I will never, ever agree that an inability to kill makes a character terrible. Killing, for most people, is a very difficult thing to do. Turning someone into a killer, if they aren't a psychopath to begin with, requires breaking down a lot of the natural inhibitions against it that any decent human being would possess. Kendra was a barista six months ago. Even in her past lives, apparently, she relied mostly on Carter to defend her, in keeping with the cultural values of the times. She's had some combat training and experience, she's participated in battles where people died, but deliberately killing someone with premeditation is not something that should realistically be portrayed as easy for her, no matter what's objectively at stake. Not to mention that, if I understand correctly, she would've been condemning Carter not only to losing his memories, but to never again being reincarnated. After 4000 years as his soulmate, how could she be expected to just coldly set that aside? How could she even be human if that were easy for her?
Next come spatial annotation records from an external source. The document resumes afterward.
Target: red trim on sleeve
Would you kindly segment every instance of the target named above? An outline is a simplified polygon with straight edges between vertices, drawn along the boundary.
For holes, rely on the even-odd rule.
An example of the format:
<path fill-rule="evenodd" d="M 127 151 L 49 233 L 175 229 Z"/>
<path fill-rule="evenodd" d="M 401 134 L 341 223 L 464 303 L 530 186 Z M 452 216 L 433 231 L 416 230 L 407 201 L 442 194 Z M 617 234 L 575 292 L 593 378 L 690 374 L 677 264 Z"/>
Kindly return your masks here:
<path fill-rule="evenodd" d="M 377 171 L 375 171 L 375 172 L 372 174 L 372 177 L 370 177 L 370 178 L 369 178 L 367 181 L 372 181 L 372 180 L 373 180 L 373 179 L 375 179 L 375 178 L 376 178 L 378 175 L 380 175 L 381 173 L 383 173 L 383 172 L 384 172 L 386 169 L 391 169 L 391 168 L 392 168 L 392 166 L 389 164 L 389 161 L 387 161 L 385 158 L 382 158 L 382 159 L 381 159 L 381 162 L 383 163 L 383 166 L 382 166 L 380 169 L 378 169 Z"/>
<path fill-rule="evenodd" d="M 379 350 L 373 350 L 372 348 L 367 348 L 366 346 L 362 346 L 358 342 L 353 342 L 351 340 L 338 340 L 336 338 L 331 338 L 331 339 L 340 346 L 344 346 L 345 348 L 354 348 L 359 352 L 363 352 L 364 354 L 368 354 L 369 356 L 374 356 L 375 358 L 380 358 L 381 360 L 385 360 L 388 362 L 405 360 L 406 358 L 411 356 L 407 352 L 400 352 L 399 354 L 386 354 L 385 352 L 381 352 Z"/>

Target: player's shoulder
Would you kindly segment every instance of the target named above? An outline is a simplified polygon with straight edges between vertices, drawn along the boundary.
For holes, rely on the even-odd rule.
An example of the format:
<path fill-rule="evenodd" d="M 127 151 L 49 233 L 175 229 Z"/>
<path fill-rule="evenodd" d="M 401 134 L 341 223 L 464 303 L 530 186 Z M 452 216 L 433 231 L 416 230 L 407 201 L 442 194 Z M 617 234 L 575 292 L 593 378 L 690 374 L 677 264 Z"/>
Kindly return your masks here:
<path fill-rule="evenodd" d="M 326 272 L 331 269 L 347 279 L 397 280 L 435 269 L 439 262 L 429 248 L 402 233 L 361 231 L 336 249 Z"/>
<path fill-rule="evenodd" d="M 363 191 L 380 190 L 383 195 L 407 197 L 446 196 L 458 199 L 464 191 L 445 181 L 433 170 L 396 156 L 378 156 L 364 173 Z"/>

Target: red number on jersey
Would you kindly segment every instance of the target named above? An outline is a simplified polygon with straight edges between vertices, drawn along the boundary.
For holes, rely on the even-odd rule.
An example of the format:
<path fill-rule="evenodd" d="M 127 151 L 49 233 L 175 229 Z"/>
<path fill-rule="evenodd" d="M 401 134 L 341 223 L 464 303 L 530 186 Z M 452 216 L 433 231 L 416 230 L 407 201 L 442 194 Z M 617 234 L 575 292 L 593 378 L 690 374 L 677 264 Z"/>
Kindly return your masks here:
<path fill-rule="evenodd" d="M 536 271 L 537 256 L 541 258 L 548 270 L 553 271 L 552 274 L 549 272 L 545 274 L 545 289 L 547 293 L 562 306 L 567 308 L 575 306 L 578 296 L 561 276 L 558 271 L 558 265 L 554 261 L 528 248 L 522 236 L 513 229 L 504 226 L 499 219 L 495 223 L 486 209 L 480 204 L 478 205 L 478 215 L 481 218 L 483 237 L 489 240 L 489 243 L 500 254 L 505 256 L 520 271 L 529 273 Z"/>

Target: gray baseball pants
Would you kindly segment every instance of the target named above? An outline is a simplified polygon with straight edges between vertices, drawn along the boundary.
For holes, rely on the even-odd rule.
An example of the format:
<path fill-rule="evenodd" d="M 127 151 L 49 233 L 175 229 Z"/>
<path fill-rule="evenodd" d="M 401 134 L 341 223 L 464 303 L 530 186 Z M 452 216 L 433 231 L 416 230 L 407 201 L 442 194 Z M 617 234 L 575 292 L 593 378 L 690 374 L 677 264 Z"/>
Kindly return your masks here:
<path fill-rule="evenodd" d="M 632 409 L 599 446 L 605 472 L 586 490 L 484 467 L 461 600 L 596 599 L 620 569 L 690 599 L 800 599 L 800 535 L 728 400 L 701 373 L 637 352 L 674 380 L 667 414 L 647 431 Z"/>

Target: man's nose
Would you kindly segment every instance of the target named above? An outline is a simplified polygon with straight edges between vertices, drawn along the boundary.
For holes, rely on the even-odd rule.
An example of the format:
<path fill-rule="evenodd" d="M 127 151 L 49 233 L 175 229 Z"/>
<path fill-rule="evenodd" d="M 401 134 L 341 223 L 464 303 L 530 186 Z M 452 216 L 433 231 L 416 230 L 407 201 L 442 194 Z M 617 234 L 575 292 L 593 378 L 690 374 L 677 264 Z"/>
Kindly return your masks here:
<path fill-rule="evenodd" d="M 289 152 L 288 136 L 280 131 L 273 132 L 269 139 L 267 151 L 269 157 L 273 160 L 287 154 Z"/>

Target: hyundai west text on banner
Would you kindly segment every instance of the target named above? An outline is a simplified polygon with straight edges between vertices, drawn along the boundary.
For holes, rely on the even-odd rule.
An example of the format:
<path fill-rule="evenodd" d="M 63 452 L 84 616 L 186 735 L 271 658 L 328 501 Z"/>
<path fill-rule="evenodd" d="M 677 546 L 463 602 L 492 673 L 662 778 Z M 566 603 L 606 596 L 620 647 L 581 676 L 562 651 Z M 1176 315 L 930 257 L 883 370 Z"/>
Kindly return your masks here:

If every character in every show were just some cold-blooded psychopath who could murder without a qualm and dismiss love as an inconvenience, that would be horrible. If every story portrayed brute violence as the solution to every problem, that would be atrocious. It is never a terrible thing to be motivated by love or compassion or respect for life. There can be situations where it's regrettably necessary to set them aside, but being unable to set aside mercy and humanity is something that should never be denounced. That doesn't make someone terrible, it makes them too good for the situation.
According to Wikipedia, the recent comics have given Savage another daughter, an FBI profiler named Kass Sage, though sources disagree on whether that's short for Kassandra or Kassidy.